Our team kept a Team Journal, with every member on the team writing one entry. My entry was made at the end of the trip as we traveled back to Indiana, and I used it as a way for me to summarize my experiences in San Diego.
As I look back on our three weeks in San Diego I recall many meaningful experiences. Dumpster diving for food and squatting with two of the street kids how sad that for some kids, people’s discarded food is a significant source of nourishment, and a urine-smelling electrical closet is a coveted “high end” and “luxurious” squat. I remember watching them sit quietly and timidly on a trolley watching some raucous teenage boys; as far as I could tell there were no interactions between the street kids and the group of boys, but the expressions on the street kids’ faces continue to haunt me they were sad, longing (but not jealous), and rejected, and the gulf between them and the group of boys was so apparent that I found it difficult to just sit there with them. Later when we talked, one of them mentioned that she had never really felt like she “fit in” with her classmates, and her sense of rejection was a significant factor in her being on the streets.
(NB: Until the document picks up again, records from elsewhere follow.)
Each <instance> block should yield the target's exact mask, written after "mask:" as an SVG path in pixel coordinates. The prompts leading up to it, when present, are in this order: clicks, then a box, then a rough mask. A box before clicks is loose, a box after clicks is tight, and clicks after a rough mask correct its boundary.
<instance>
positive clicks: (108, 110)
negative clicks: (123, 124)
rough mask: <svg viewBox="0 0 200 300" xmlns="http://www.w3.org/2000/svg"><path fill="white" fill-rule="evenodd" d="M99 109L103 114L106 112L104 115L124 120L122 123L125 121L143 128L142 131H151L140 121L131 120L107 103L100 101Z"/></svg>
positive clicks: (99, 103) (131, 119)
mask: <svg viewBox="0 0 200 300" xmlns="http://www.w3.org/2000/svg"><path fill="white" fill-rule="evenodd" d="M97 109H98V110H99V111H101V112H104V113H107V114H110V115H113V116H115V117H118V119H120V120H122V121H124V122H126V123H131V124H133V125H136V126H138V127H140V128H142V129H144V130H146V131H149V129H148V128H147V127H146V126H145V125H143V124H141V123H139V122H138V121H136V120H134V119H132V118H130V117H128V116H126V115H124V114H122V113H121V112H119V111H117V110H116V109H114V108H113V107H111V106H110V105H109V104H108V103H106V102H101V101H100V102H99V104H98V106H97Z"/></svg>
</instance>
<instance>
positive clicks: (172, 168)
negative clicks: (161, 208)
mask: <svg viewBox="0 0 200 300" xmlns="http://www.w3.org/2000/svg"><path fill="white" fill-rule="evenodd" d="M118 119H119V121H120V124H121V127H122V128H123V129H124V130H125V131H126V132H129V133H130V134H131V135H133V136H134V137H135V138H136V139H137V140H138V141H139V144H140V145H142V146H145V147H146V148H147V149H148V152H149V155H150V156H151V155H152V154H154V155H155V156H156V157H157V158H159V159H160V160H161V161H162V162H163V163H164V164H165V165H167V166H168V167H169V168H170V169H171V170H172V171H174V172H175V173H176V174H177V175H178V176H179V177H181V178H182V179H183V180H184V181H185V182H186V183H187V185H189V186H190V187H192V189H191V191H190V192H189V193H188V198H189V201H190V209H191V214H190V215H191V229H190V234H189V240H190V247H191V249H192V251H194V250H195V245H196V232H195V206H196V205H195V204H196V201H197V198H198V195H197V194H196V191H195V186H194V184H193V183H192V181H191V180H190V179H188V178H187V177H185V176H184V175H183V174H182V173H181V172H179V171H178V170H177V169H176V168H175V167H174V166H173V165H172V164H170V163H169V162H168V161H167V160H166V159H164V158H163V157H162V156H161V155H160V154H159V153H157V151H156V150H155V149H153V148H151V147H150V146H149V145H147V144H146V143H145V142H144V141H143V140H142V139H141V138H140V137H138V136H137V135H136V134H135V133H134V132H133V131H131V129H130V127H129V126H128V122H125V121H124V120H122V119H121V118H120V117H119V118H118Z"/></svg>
That night I was also impressed that the street kids were helpful to a stranger asking about trolley and bus schedules even after the stranger didn’t respond positively to their request for spare change; these are basically honest and nice kids who want to help out when and where they can they don’t screw people over just for kicks.
I remember visiting the kids at the fountain outside HortonPlaza going up to a bunch of “hoodlums” is something I would never have done before this trip, but now I’m comfortable doing it. Go figure.
Hearing the girls talk about their rapes as so very sad. One girl became pregnant as a result of being raped by an adult family friend; when she told him about the pregnancy he beat her until he killed the baby, almost killing her in the process. I remember one girl describe being sexually abused by her father when she was a child. I asked if her mother knew about the abuse and she replied that she thought this was normal and something every family did. How sad that abuse is considered normal to some kids. She was also inspiring, because she was basically off the streets and on her own now, and in fact the reason she was at the center that night was to have a good meal and get clothes to wear to a job interview the next day. There is hope.
There are so many other memories knife cuts, a miscarriage, a bungled tattoo, everyone shaving their heads, talking with one of the kids about his telemarketing job, watching them play foosball, listening with interest and cringing as one boy described various body parts he’s had pierced, celebrating an acceptance into college, watching in awe during the “drama” nights when practically everyone was in tears, etc., etc., etc. I imagine many of these events are not particularly uncommon for teenagers today, and in this sense the street kids are probably quite normal.
I don’t want to be judgmental, but some of the activities I still find offensive. For instance, petty theft, shoplifting (aka “merchandise liberation”), drug use and abuse especially during pregnancy, etc. I don’t think that yelling at the kids would do any good, but I find these problems very frustrating since I don’t have any real answers.
I hope we did some good and in some way helped the kids get off the street and/or improved their lives somehow. I also hope that this experience will inspire me to get more involved with street kids and homelessness issues and perhaps, at some point, help find solutions to these problems. I know I will always remember the kids and their stories, the dedication of the Standup for Kids staff and volunteers, and our wonderful team. It was a better experience than I could have hoped for, and I consider myself lucky to have been given this opportunity.